Last November, members of HPSA held a panel with University experts to discuss gun policy at state and federal levels and ways to prevent gun violence. In March, the HPSA students who attended the panel will be traveling to the Michigan State Capitol in Lansing to urge state legislators to take action through extreme protection measures. These policies include a temporarily suspension of an individual’s access to guns under certain circumstances and child-access prevention, which deals with the safe storage of firearms and keeping guns out of the reach of children.
“These measures keep guns out of the hands of individuals who could intentionally or accidentally hurt others,” Hatzigeorgiou wrote.
Marc Zimmerman, professor of public health and director of the Prevention Research Center of Michigan, which seeks to promote health and safety through research on public health issues, agreed there should be greater restrictions on who can purchase firearms and what kind of firearms are available for purchase for the regular citizen.
“There is no reason that a citizen of the United States needs to own an automatic weapon,” Zimmerman said. “I’m not saying we should limit the number of guns, but there just needs to be a little bit more attention to gun safety and what our gun needs are.
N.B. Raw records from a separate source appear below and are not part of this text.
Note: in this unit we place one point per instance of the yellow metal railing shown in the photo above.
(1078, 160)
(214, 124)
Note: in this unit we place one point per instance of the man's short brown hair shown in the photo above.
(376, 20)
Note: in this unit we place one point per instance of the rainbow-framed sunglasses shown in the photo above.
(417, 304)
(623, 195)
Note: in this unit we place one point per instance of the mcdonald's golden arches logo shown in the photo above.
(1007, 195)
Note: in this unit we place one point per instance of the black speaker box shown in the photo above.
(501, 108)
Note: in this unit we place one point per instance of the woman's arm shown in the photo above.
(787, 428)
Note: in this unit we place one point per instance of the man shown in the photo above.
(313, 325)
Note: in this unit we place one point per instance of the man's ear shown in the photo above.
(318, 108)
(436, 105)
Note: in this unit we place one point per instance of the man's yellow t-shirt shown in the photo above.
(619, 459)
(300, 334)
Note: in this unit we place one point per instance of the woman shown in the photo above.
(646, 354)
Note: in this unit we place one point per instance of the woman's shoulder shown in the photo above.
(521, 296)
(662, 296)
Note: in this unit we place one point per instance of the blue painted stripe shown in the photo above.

There are ways to make guns safer, that’s what I’m really talking about.”
According to Zimmerman, legislators need to have a genuine and objective discussion that will look at current gun laws and gun violence to produce impactful legislation that actually will make a difference. Despite previous school shootings, Zimmerman said he was disappointed the media seems to forget about these tragedies until the next one, and no legislation is implemented to prevent these acts from happening again.
“We have to have a commitment in our society to say ‘enough is enough,’” Zimmerman said. “Every time one of these events happens, we all get up in arms — the media comes and calls and talks to people, but it disappears again.”
For University students, DPSS promotes the “Run, Hide, Fight” model in the case of an active attacker. On the DPSS website, there are videos and a list of tips on how to deal with various emergency situations. According to Zimmerman, however, these safety tips may not be doing enough to deal with prevention.
Zimmerman cites reporting warning signs of mental health issues as crucial in preventing tragedies like these. In the case of the Florida shooting, Cruz had several documented warning signs, including being prohibited from carrying a backpack on school grounds at Marjory Stoneman Douglas High, numerous school suspensions and police reports filed on concerns about his “erratic behavior” and gun possession. While Zimmerman emphasizes a distinction between mental health and violence, he believes prevention of school shootings will include having mental health resources to detect warning signs and act appropriately once alerted.
“Something that needs to be clear is people conflate mental health with violence,” Zimmerman said. “Having said that, clearly, we need our young people, and people in general, we need more mental health services. We need to pay attention to the fact that mental health affects our lives in important ways and we need more resources to address the mental health issues that people are facing.”
While Mursten says she wants to see more awareness of mental health issues in the future, for now she sees recovery for the families and community of Parkland, Florida as the main priority.
“The biggest thing I want to see is people supporting the families,” Mursten said. “For me right now, I don’t think this should be viewed as a political statement or a way for people to push a certain political agenda.”